Я очень жалею, что могла слышать только один раз нашу симфонию, но я получила Ваше письмо, милый друг мой, тогда, когда репетиции были уже окончены, а раньше я думала, что простых смертных не пускают туда. Я очень жду четырехручного переложения. В Петербурге поставили “Cinq Mars'a” Gounod и оперу Bizet “Carmen”. Об “Cinq Mars'е” мне Юля писала, что ей не понравилось; она выражается так: “сюжет оперы очень драматичен, а музыка только сентиментальна”, говорит также, что лучшие мотивы напоминают “Фауста”, и вообще выражает удивление, что такой автор, который сочинил “Фауста”, мог написать такую слабую музыку, как “Cinq Mars”. Но это неудивительно, потому что Gounod написал ее в один месяц по просьбе своего друга, содержателя Opera Francais.

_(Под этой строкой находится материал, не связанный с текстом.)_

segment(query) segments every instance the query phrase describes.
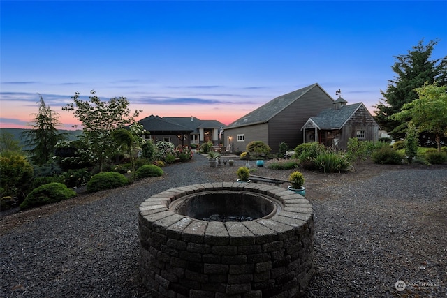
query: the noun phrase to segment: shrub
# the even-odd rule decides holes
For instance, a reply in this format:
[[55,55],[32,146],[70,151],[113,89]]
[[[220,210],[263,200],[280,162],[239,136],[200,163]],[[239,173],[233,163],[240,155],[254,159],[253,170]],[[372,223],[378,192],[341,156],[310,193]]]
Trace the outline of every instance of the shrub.
[[297,160],[273,161],[269,163],[267,167],[272,170],[291,170],[298,167],[298,161]]
[[20,209],[55,203],[76,196],[76,193],[67,188],[65,184],[52,182],[34,188],[20,204]]
[[127,171],[129,171],[131,168],[131,166],[129,167],[126,165],[116,165],[115,167],[113,167],[112,171],[116,172],[117,173],[119,174],[126,174]]
[[391,148],[384,147],[374,151],[371,157],[375,163],[400,165],[402,163],[404,155]]
[[418,133],[414,124],[410,124],[406,129],[406,135],[405,135],[404,148],[405,154],[408,157],[408,162],[411,163],[413,158],[418,155]]
[[326,147],[317,142],[301,144],[293,149],[295,156],[300,164],[307,170],[317,170],[319,168],[314,163],[315,158],[321,153],[326,152]]
[[138,179],[156,177],[163,175],[163,170],[155,165],[146,165],[137,170],[135,176]]
[[93,176],[87,184],[89,193],[124,186],[129,181],[124,175],[115,172],[103,172]]
[[175,156],[175,147],[170,142],[159,142],[155,144],[155,156],[156,159],[167,161],[167,156],[170,154]]
[[145,140],[145,142],[141,145],[141,156],[153,161],[155,158],[155,145],[152,140]]
[[[50,162],[43,165],[34,167],[34,177],[51,177],[54,175],[59,175],[62,174],[62,169],[59,167],[54,160],[51,160]],[[52,181],[57,182],[57,181]],[[63,182],[62,182],[63,183]],[[36,188],[35,187],[33,188]]]
[[168,154],[165,156],[165,159],[166,160],[166,163],[171,164],[175,161],[175,156],[174,154]]
[[405,148],[405,141],[404,140],[396,141],[393,144],[393,149],[395,150],[402,150],[404,148]]
[[65,184],[65,178],[64,178],[64,176],[62,175],[36,177],[33,179],[33,181],[31,184],[31,189],[37,188],[38,187],[43,184],[48,184],[52,182],[57,182]]
[[316,157],[316,156],[319,153],[324,152],[325,151],[326,148],[324,147],[324,145],[316,142],[314,142],[312,143],[303,143],[298,145],[293,149],[293,151],[295,151],[295,155],[298,158],[300,158],[300,156],[304,154],[304,158],[309,157],[311,159]]
[[67,187],[78,187],[87,184],[91,174],[85,169],[68,170],[68,172],[62,173],[65,179],[65,185]]
[[295,189],[299,189],[302,187],[305,184],[305,177],[300,172],[293,172],[288,177],[288,181],[292,184],[292,187]]
[[447,161],[447,154],[445,152],[427,152],[425,154],[425,160],[432,165],[440,165]]
[[203,143],[200,145],[200,152],[204,154],[207,154],[210,151],[210,148],[212,147],[212,142],[207,142],[206,143]]
[[189,161],[190,156],[184,152],[182,152],[179,154],[179,158],[180,158],[180,161]]
[[163,161],[155,161],[154,162],[154,165],[156,165],[159,167],[165,167],[165,162]]
[[315,158],[314,163],[316,166],[323,169],[325,174],[345,171],[351,165],[346,157],[334,152],[321,153]]
[[250,171],[246,167],[240,167],[237,169],[237,178],[240,179],[240,181],[247,182],[249,181],[249,176],[250,176]]
[[137,158],[135,160],[133,165],[135,165],[135,167],[136,169],[138,169],[138,167],[140,167],[145,165],[150,165],[152,163],[151,162],[151,159],[149,158]]
[[1,195],[17,196],[23,200],[33,179],[33,167],[24,156],[14,153],[0,156],[0,169]]
[[239,156],[239,158],[240,159],[247,159],[250,158],[250,154],[247,151],[244,151],[240,154],[240,155]]

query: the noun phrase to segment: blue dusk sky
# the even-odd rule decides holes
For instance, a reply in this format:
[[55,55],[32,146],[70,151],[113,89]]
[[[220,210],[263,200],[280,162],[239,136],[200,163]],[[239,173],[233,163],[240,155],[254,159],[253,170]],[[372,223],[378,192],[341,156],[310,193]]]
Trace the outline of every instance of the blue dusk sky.
[[229,124],[274,98],[318,83],[374,114],[395,57],[439,40],[446,1],[4,1],[0,127],[26,128],[41,94],[61,107],[91,89],[125,96],[138,119]]

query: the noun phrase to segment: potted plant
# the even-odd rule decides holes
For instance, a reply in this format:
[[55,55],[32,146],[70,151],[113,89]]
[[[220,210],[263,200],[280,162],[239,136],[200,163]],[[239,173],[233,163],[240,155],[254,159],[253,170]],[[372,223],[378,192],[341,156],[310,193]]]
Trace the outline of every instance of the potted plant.
[[251,141],[247,145],[247,151],[256,159],[256,165],[264,165],[264,158],[270,152],[272,149],[263,141]]
[[288,181],[292,184],[287,188],[293,191],[300,195],[304,196],[306,193],[306,188],[303,186],[305,184],[305,177],[300,172],[295,171],[288,177]]
[[249,180],[249,176],[250,176],[250,171],[246,167],[240,167],[237,169],[237,182],[250,182]]
[[216,167],[217,165],[217,159],[219,158],[220,154],[219,152],[216,152],[213,150],[208,151],[208,161],[210,163],[210,167]]
[[240,158],[240,159],[245,159],[247,160],[247,161],[245,162],[245,167],[247,167],[247,169],[250,168],[250,154],[247,151],[244,151],[242,153],[240,154],[240,156],[239,156],[239,157]]

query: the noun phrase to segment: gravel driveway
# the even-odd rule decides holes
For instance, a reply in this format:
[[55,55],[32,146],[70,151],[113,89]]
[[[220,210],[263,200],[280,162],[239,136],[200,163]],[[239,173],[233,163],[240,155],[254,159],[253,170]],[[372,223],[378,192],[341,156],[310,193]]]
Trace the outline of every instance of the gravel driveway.
[[[210,169],[198,155],[163,168],[162,177],[2,216],[0,297],[151,297],[138,274],[140,204],[173,187],[234,181],[236,162]],[[445,297],[447,166],[364,167],[303,172],[316,228],[307,296]],[[256,174],[285,179],[290,172]]]

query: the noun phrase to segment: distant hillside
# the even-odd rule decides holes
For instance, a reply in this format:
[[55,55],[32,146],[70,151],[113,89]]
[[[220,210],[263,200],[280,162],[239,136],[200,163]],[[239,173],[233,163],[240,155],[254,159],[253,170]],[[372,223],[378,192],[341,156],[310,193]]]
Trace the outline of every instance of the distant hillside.
[[[23,133],[25,131],[27,130],[24,128],[0,128],[0,135],[3,133],[10,133],[14,136],[15,140],[17,140],[17,141],[20,142],[22,149],[24,150],[27,150],[29,148],[26,148],[24,147],[24,140],[22,137],[22,133]],[[68,129],[59,129],[58,131],[59,133],[66,133],[67,139],[71,141],[76,140],[76,138],[80,135],[82,135],[82,131],[79,129],[77,131],[68,131]]]

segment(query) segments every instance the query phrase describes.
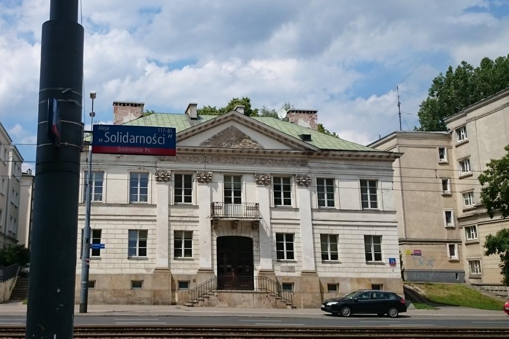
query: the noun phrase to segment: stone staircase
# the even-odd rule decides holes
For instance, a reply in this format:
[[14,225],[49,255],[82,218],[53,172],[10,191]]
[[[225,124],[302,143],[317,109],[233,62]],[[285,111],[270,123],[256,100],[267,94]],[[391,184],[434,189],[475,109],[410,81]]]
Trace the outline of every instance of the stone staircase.
[[24,300],[29,295],[29,277],[18,276],[14,289],[11,294],[11,300]]
[[190,300],[184,304],[188,307],[297,308],[292,302],[293,292],[283,290],[280,284],[268,278],[254,279],[256,288],[218,290],[217,277],[215,277],[189,291]]

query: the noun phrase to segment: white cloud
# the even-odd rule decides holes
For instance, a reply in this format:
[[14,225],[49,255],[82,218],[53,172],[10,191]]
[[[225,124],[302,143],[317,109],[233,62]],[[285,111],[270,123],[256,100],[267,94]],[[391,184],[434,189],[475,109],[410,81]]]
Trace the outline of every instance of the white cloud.
[[[487,12],[465,11],[474,6]],[[289,101],[319,110],[328,129],[365,144],[399,127],[393,88],[423,59],[400,86],[404,128],[417,124],[412,115],[431,80],[449,63],[507,54],[509,19],[490,7],[484,0],[90,0],[83,4],[84,92],[97,92],[96,117],[106,121],[116,100],[173,113],[233,96],[258,108]],[[48,18],[45,0],[0,3],[0,118],[19,142],[35,140]]]

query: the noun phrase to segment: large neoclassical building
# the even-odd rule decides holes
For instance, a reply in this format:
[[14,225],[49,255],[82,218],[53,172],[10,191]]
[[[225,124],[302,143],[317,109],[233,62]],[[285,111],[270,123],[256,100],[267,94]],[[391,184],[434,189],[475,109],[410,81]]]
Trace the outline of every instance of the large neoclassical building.
[[401,154],[317,132],[314,110],[284,121],[240,106],[218,116],[195,103],[113,109],[116,124],[175,127],[177,155],[94,154],[92,241],[105,248],[91,250],[89,302],[305,307],[359,289],[402,293]]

Получили ли Вы мою телеграмму, Петр Ильич, об исполнении симфонии? Публика приняла ее очень хорошо, в особенности Scherzo; очень аплодировали, а по окончании публика требовала Вас, а должно быть выходил Рубинштейн. Я не видала, потому что была уже на уходе. Но я думаю, что отчасти вредило сочинению плохое исполнение: оркестр на этот раз действовал так дурно, как я никогда не слыхала. Обыкновенно все он исполняет замечательно хорошо, но здесь они, вероятно, недостаточно срепетовались. На днях опять концерт любителей. Будут играть в тридцать рук на девяти роялях. Из-за Балкан ничего нет приятного, а вот что очень приятно, что в Петербурге на праздниках к жене английского посланника ни одна из русских дам не поехала с визитом. Это очень мило, даже нельзя было ожидать от наших светских дам такого патриотического протеста. Вы спрашиваете, Петр Ильич, не нахожу ли я самою честною политикою русскую? Именно я также это нахожу и называю ее рыцарскою политикою.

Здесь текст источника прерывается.